Dalam definisi makhluk
hidup yang kita yakini sebagaimana sains mengajari kita, sesuatu disebut
makhluk hidup apabila ia memiliki ciri bernapas, makan, minum, ada metabolisme,
bergerak, tanggap terhadap rangsangan. Maka, sesuai definisi tersebut tentulah
gunung merupakan bukan makhluk hidup dan manusia yang sedang tidur tidaklah
mati.
Benarkah pandangan
ini?
Bagaimana mungkin gunung yang mati dapat merespon pembicaraan manusia (kisah Jabal Uhud), pun juga dapat mencintai manusia? Maka, pandangan ini tentu saja berbeda dengan pandangan sains yang kita yakini.
Bagaimana mungkin kita mengatakan manusia yang sedang tidur itu masih hidup padahal ketika bangun tidur kita senantiasa menggumamkan doa “segenap puji bagi Allah yang telah menghidupkan setelah mematikan…”. Maka, pandangan ini tentu saja berbeda dengan pandangan sains yang kita yakini.
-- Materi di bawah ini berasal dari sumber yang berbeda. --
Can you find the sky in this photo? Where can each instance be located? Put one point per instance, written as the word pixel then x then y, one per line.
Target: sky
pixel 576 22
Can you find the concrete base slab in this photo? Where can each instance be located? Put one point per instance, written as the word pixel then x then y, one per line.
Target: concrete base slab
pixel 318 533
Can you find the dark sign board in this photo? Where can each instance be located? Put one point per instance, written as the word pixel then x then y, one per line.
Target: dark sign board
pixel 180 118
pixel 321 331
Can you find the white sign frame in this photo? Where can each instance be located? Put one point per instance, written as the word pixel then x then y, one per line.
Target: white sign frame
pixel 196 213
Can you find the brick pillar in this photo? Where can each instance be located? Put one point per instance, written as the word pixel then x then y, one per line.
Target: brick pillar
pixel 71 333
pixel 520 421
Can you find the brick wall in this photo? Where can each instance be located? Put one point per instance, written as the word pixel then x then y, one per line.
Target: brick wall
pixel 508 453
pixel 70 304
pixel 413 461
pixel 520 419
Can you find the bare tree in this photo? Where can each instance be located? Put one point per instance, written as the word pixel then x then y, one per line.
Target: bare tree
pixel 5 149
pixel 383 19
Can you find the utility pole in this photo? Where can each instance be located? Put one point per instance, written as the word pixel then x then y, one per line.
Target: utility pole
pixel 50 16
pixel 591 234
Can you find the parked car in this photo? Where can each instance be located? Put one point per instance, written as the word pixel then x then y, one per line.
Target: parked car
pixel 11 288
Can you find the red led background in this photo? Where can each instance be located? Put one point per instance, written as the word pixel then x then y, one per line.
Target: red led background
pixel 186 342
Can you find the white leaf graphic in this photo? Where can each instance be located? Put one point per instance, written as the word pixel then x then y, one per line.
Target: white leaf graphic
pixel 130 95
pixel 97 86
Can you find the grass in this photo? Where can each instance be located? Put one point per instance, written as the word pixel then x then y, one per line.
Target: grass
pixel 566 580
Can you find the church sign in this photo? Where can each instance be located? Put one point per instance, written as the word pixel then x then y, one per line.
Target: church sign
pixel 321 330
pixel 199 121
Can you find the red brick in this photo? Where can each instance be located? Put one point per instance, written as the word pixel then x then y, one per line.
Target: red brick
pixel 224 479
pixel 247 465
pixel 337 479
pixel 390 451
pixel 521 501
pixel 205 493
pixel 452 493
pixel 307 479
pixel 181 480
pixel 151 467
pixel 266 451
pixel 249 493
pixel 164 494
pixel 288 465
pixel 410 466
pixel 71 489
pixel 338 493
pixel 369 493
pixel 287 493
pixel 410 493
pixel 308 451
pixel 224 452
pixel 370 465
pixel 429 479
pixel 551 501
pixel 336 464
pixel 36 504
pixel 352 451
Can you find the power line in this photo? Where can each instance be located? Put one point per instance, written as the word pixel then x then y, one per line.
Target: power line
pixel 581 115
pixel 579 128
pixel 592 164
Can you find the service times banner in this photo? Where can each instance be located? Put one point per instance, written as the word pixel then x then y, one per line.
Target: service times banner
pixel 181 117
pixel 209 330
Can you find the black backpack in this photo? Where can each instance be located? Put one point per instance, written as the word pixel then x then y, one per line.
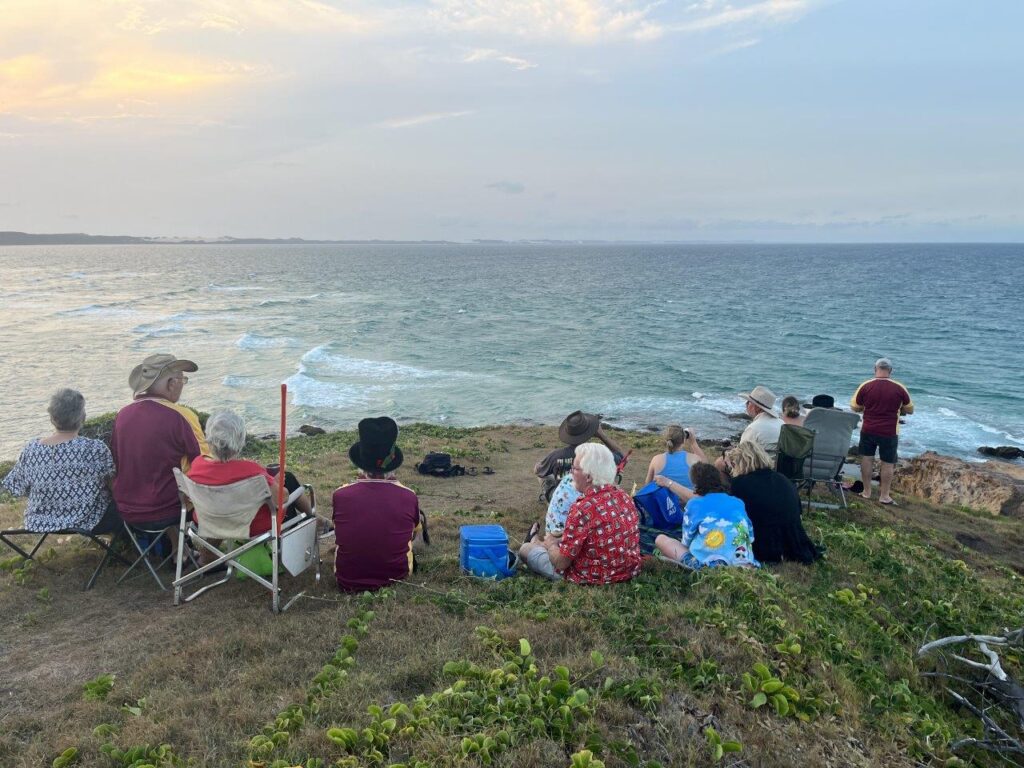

Hal ikhwal semacam di atas akan banyak kita temukan jika kita rajin menyusuri keyakinan sains dan hadits-hadits Nabi. Hal-hal semacam ini oleh Thomas Kuhn (fisikawan teoretik Harvard) disebut sebagai paradigma. Katanya, sains digerakkan oleh paradigma-paradigma. Paradigma satu dengan lainnya akan saling bertarung untuk memenangkan arah pengembangan sains ke depan.
Dengan demikian, sejatinya, sebagai muslim yang beradab kita semestinya menjadikan hadits-hadits Nabi sebagai paradigma dalam memandang alam semesta kita. Hadits-hadits Nabi merupakan mata air inspirasi bagi kaum cerdik cendekia muslim.
Dalam mengumpulkan hadits-hadits ini saya sangat terbantu oleh perangkat lunak hadits Lidwa Pusaka (ensiklopedi hadits). Teks arab dan terjemahan diambil dari Lidwa Pusaka, saya tidak langsung mengambil dari kitab induk. Mulanya, pengumpulan hadits ini hanya untuk kepentingan diri sendiri. Dalam perjalanan, terbitlah gagasan untuk merapikan hadits-hadits yang sudah terkumpul dalam satu naskah. Inilah jadinya.
Semoga buku kecil ini
bermanfaat untuk kita semua. Semoga Allah mencatat sebagai jariyah. Alhamdulillah
‘alaa kulli haal. Allahumma shalli ‘alaa muhammad wa ‘alaa ali muhammad.